NuClide Research
Most recent
navigate open esc close Corpus index built 2026-06-07 23:58 UTC

← Research library

HIGH · Disclosure May 25, 2026

Nexthello Crewai Whatsapp Unauth 2026 05 25

Bill Rondell, Nick Adams & Dade Murphy — May 25, 2026 — high · disclosure — 2 min read — 422 words

To: askmikeai@gmail.com Cc: abuse@nuclide-research.com Subject: NextHello (132.145.158.151) HIGH: Full operational API open without authentication, API keys exposed, WhatsApp session credentials persisted

Nicholas Michael Kloster / NuClide Research nicholas@nuclide-research.com

2026-05-25

This is an unsolicited good-faith disclosure. Severity: HIGH.

I found your project through routine AI infrastructure research and wanted to make sure you know before anyone with bad intent does.

What was found

The NextHello CrewAI API running on 132.145.158.151:8001 exposes its full operational surface without authentication. The Swagger docs are publicly browsable at http://132.145.158.151:8001/docs.

All operational POST endpoints accept requests without credentials:

  • POST /send and POST /send/immediate — deliver WhatsApp messages to any phone number
  • POST /research — queries People Data Labs by phone number, email, and LinkedIn URL
  • POST /qualify — runs the qualification crew on any contact
  • POST /video/generate — consumes HeyGen quota
  • POST /voice/generate — consumes ElevenLabs quota
  • POST /pipeline/full — chains research + qualify + video + CRM sync in one call

GET /config (also public) confirms PDL, HeyGen, and ElevenLabs are all configured and active.

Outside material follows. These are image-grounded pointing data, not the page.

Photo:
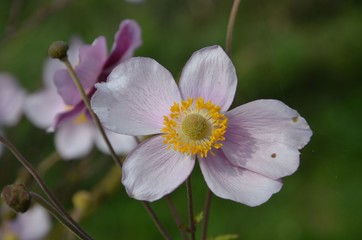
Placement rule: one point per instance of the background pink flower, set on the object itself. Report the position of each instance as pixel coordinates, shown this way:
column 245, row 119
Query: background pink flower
column 75, row 133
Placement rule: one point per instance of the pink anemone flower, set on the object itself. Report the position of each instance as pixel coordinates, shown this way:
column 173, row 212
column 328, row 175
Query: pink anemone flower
column 34, row 224
column 243, row 153
column 11, row 102
column 75, row 132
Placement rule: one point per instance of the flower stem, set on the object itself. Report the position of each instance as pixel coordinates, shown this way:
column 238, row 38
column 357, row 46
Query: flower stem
column 191, row 208
column 206, row 214
column 101, row 129
column 155, row 219
column 44, row 203
column 230, row 27
column 54, row 201
column 176, row 216
column 88, row 106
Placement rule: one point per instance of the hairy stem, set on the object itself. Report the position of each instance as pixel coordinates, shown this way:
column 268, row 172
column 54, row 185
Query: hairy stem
column 155, row 219
column 230, row 27
column 206, row 214
column 44, row 203
column 191, row 208
column 54, row 201
column 176, row 216
column 88, row 106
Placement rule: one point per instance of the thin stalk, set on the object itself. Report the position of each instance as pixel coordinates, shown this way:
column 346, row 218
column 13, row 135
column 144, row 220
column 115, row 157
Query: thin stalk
column 54, row 201
column 88, row 106
column 44, row 203
column 191, row 208
column 101, row 129
column 155, row 219
column 206, row 214
column 176, row 217
column 230, row 28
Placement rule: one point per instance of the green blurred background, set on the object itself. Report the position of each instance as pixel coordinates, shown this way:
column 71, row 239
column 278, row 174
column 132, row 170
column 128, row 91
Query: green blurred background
column 306, row 53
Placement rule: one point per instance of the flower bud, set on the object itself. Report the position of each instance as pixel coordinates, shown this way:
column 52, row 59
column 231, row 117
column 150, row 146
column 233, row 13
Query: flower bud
column 82, row 200
column 58, row 50
column 17, row 197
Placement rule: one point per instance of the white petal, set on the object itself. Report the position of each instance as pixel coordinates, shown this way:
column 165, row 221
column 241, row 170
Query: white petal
column 41, row 108
column 138, row 94
column 74, row 140
column 122, row 144
column 210, row 74
column 264, row 136
column 235, row 183
column 11, row 100
column 33, row 224
column 151, row 170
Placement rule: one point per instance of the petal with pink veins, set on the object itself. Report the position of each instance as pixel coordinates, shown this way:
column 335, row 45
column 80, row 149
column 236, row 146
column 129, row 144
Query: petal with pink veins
column 137, row 96
column 122, row 144
column 11, row 100
column 91, row 61
column 151, row 170
column 264, row 136
column 235, row 183
column 209, row 74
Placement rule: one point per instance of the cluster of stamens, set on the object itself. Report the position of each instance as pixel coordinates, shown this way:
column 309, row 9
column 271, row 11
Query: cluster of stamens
column 194, row 127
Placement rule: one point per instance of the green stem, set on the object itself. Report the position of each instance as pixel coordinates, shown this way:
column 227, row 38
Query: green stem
column 191, row 208
column 206, row 214
column 230, row 27
column 176, row 216
column 44, row 203
column 155, row 219
column 54, row 201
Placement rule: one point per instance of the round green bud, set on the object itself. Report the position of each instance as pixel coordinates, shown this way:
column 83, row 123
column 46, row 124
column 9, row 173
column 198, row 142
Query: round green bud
column 58, row 50
column 17, row 197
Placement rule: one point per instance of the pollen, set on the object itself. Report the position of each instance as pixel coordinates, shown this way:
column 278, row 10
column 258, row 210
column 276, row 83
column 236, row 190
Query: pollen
column 194, row 127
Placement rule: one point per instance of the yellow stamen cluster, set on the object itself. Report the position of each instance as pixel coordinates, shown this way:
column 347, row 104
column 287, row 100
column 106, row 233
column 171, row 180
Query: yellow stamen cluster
column 194, row 127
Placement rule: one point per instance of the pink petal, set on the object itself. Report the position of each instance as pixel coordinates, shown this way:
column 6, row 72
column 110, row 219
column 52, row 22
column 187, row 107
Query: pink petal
column 263, row 137
column 127, row 39
column 209, row 73
column 1, row 145
column 235, row 183
column 122, row 144
column 91, row 61
column 41, row 108
column 137, row 96
column 74, row 140
column 151, row 170
column 11, row 100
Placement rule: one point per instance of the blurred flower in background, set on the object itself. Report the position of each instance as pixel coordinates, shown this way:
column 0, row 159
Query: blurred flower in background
column 11, row 102
column 34, row 224
column 65, row 113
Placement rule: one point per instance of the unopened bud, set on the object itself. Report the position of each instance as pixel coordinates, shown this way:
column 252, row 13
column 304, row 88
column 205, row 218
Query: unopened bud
column 17, row 197
column 58, row 50
column 82, row 200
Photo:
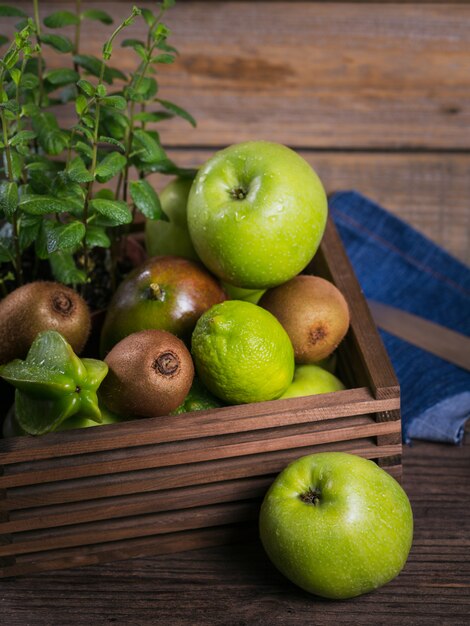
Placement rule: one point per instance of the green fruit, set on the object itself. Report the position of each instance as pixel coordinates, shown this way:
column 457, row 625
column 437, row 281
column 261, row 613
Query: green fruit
column 165, row 293
column 336, row 525
column 314, row 314
column 328, row 363
column 53, row 384
column 172, row 238
column 310, row 380
column 198, row 399
column 40, row 306
column 238, row 293
column 11, row 428
column 242, row 353
column 256, row 214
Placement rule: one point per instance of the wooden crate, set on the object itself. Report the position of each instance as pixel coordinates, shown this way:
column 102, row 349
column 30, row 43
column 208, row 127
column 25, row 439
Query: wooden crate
column 166, row 484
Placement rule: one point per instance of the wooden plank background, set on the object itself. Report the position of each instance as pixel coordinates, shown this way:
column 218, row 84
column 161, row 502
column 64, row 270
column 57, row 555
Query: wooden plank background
column 376, row 95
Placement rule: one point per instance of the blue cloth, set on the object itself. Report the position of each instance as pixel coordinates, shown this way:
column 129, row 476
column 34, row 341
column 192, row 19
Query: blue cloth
column 397, row 265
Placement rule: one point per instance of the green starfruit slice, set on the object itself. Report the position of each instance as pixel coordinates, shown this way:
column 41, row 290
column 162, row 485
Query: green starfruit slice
column 54, row 384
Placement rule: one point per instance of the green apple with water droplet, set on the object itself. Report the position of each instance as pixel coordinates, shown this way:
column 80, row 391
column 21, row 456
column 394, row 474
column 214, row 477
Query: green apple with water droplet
column 336, row 525
column 256, row 214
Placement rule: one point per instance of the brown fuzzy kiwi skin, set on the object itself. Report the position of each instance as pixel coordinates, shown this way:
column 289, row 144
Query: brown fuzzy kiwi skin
column 150, row 374
column 314, row 314
column 39, row 306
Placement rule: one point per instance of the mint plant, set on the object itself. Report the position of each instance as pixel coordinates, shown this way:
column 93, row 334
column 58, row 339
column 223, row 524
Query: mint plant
column 68, row 196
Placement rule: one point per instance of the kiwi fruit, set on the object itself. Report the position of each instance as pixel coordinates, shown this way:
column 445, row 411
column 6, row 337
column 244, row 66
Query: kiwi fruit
column 150, row 374
column 314, row 314
column 40, row 306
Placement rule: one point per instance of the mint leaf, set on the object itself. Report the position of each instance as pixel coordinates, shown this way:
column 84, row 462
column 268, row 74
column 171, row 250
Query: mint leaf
column 146, row 200
column 9, row 11
column 111, row 165
column 58, row 19
column 8, row 198
column 65, row 270
column 60, row 43
column 97, row 15
column 61, row 77
column 177, row 110
column 50, row 137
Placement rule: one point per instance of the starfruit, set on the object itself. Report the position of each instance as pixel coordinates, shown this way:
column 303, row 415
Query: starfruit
column 53, row 383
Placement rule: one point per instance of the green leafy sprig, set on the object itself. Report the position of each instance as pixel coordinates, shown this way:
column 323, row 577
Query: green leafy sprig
column 50, row 206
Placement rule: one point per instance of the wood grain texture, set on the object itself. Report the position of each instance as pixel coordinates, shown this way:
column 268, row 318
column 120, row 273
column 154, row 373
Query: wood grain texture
column 160, row 479
column 313, row 75
column 235, row 584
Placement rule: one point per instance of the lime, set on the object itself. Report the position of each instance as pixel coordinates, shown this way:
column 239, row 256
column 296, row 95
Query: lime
column 242, row 353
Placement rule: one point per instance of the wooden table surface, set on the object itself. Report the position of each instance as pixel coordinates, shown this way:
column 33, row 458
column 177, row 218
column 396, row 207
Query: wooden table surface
column 376, row 95
column 236, row 584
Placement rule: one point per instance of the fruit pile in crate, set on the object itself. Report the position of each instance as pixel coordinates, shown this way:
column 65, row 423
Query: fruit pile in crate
column 217, row 355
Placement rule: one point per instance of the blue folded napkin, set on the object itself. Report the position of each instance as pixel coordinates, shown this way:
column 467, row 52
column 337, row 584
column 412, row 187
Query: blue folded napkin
column 397, row 265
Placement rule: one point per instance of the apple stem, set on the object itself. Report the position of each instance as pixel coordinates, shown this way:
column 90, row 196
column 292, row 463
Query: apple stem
column 156, row 292
column 238, row 193
column 312, row 496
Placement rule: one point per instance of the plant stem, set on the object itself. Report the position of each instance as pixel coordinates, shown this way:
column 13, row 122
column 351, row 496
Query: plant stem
column 77, row 30
column 38, row 39
column 16, row 239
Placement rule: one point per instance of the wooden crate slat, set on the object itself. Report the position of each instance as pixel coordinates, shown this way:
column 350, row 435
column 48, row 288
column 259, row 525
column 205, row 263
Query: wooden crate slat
column 190, row 474
column 139, row 526
column 193, row 425
column 166, row 450
column 370, row 80
column 72, row 498
column 119, row 550
column 333, row 260
column 199, row 454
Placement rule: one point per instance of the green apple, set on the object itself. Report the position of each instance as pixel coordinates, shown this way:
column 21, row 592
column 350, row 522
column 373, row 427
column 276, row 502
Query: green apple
column 238, row 293
column 310, row 380
column 256, row 214
column 172, row 237
column 167, row 293
column 336, row 525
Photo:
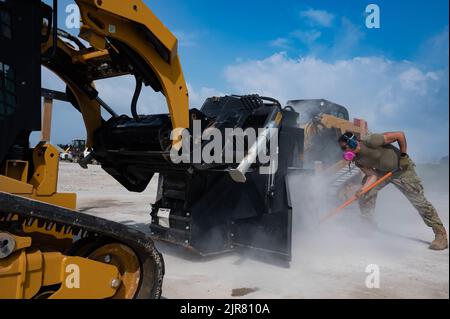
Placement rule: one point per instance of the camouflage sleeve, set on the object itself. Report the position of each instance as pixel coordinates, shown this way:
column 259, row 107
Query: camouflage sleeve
column 375, row 140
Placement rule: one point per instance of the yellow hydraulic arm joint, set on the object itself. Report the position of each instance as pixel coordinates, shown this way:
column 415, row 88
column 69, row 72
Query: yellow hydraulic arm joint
column 158, row 47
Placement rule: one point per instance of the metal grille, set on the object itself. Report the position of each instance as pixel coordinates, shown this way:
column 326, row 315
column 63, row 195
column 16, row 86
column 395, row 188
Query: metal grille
column 5, row 24
column 7, row 90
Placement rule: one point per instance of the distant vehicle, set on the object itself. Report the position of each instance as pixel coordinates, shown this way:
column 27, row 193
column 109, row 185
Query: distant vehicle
column 75, row 151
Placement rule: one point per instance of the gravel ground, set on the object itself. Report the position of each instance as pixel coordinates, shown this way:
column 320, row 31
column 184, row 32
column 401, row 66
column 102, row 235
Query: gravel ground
column 328, row 261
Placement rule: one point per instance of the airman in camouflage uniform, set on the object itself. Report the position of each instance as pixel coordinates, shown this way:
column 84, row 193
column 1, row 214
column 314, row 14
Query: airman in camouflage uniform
column 376, row 156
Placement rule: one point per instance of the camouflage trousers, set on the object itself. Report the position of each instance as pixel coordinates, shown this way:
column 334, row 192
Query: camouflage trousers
column 410, row 185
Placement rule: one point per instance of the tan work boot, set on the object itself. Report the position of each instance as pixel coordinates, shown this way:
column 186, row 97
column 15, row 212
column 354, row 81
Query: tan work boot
column 441, row 241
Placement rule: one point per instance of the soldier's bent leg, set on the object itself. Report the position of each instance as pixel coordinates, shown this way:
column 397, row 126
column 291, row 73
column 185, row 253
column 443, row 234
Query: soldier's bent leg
column 411, row 186
column 368, row 201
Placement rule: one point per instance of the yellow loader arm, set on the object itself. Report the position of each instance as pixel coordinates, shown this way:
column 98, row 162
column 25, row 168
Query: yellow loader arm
column 129, row 30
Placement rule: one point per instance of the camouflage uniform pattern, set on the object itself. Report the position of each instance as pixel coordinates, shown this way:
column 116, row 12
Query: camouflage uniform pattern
column 410, row 185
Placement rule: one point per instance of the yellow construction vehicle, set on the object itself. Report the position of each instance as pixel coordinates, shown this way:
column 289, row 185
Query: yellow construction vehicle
column 47, row 250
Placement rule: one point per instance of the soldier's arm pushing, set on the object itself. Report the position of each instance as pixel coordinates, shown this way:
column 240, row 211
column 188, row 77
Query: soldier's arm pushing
column 371, row 178
column 398, row 137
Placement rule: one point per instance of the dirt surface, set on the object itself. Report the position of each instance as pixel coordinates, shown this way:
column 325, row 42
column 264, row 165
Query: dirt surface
column 329, row 261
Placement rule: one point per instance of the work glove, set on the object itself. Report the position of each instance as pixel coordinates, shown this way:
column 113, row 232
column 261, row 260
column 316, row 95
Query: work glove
column 405, row 162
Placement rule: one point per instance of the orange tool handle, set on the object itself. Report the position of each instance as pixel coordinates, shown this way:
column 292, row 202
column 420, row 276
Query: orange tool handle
column 354, row 198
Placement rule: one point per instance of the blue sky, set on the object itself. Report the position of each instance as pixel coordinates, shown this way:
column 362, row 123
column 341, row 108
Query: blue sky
column 219, row 32
column 396, row 77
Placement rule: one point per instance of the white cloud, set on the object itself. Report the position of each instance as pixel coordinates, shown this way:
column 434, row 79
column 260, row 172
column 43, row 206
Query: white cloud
column 281, row 43
column 318, row 17
column 391, row 95
column 307, row 37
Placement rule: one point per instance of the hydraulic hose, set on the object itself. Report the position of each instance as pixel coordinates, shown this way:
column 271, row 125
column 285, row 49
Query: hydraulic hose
column 135, row 99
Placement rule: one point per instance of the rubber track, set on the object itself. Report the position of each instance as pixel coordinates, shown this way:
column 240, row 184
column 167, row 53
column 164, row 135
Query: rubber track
column 85, row 224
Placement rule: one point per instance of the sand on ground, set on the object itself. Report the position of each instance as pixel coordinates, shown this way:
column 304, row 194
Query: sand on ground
column 336, row 260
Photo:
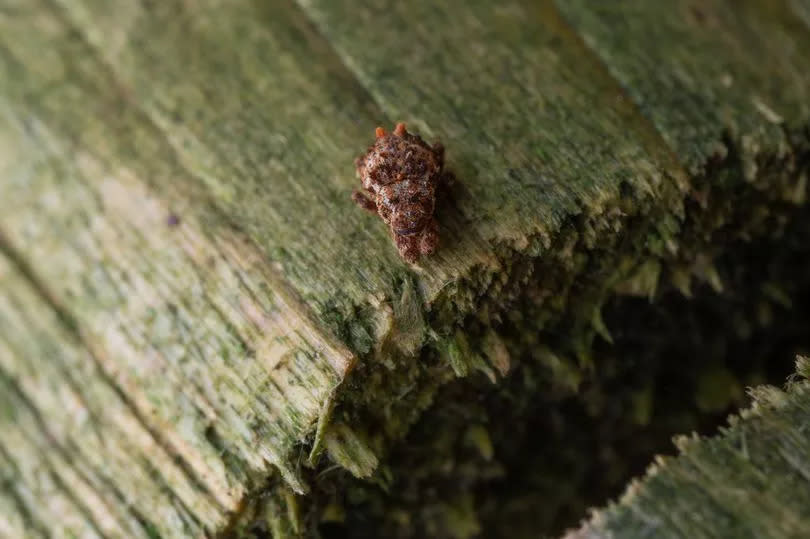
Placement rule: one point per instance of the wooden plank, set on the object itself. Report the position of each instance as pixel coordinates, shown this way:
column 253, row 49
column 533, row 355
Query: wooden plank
column 175, row 182
column 752, row 480
column 211, row 350
column 718, row 79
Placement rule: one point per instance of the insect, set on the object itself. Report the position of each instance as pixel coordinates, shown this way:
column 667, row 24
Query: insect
column 400, row 173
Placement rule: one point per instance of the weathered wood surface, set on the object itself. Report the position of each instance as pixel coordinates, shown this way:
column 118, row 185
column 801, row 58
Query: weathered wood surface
column 752, row 480
column 182, row 248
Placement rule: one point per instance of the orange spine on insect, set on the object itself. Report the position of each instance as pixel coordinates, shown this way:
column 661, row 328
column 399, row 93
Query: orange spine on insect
column 400, row 173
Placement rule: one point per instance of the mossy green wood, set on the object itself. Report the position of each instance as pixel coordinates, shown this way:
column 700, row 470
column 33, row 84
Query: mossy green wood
column 714, row 78
column 751, row 480
column 225, row 335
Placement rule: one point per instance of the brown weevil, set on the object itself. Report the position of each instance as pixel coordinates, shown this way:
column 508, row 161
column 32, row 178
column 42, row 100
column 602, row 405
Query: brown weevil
column 400, row 173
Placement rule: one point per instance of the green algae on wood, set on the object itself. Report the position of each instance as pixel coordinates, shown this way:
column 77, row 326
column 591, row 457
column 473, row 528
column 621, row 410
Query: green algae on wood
column 175, row 181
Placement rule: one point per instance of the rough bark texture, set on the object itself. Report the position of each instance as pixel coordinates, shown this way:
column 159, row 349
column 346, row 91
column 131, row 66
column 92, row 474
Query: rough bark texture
column 752, row 480
column 186, row 284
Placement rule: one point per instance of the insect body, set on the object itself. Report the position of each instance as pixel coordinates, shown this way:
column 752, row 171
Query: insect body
column 400, row 173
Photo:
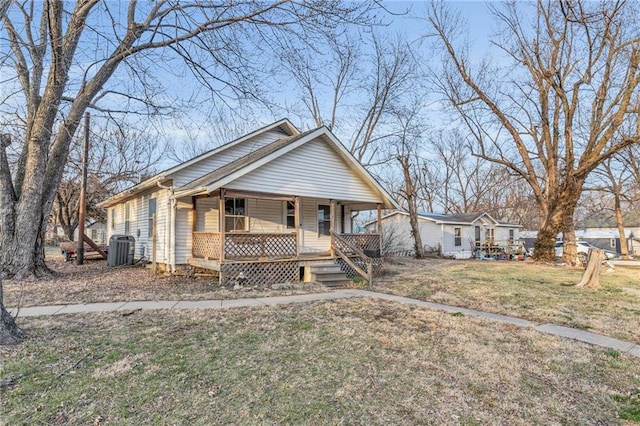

Any caller can chain those endpoints against your API keys with no token required.

WhatsApp session: The Baileys bridge on port 3000 is disconnected but the session credentials are persisted (hasLocal: true, hasRemote: true, remoteFormat: baileys-multifile-v1). When the bridge reconnects, POST /send and POST /send/immediate will deliver messages to any phone number supplied by the caller.

Admin signup: POST /admin/api/auth/signup accepts open registration. Accounts are created in status: pending, so your admin data is gated, but the signup surface should be restricted.

What this doesn’t affect

The admin data layer is behind a tenant account lookup — contacts, messages, enrichment records, and CRM data are not accessible without a provisioned account. The Supabase URL and anon key are not in the frontend bundle. OpenClaw is on Tailscale and not reachable.

Fixes

  1. Add an API key or JWT middleware to the operational POST endpoints. FastAPI dependency injection makes this straightforward.
  2. Restrict POST /admin/api/auth/signup — either disable it or add rate limiting and email verification.
  3. The Baileys bridge’s /health and /session/status endpoints expose your email address as the session ID. Consider restricting those to localhost or adding a token check.

About NuClide Research

NuClide Research is an independent security research organization based in Denver, Colorado. This is a good-faith notification. We found the exposure, documented it, and stopped there. We did not call any of your POST endpoints against live data. No data was extracted.

Love the project — multi-agent WhatsApp CRM is a real pain point for event networking. Hope this helps.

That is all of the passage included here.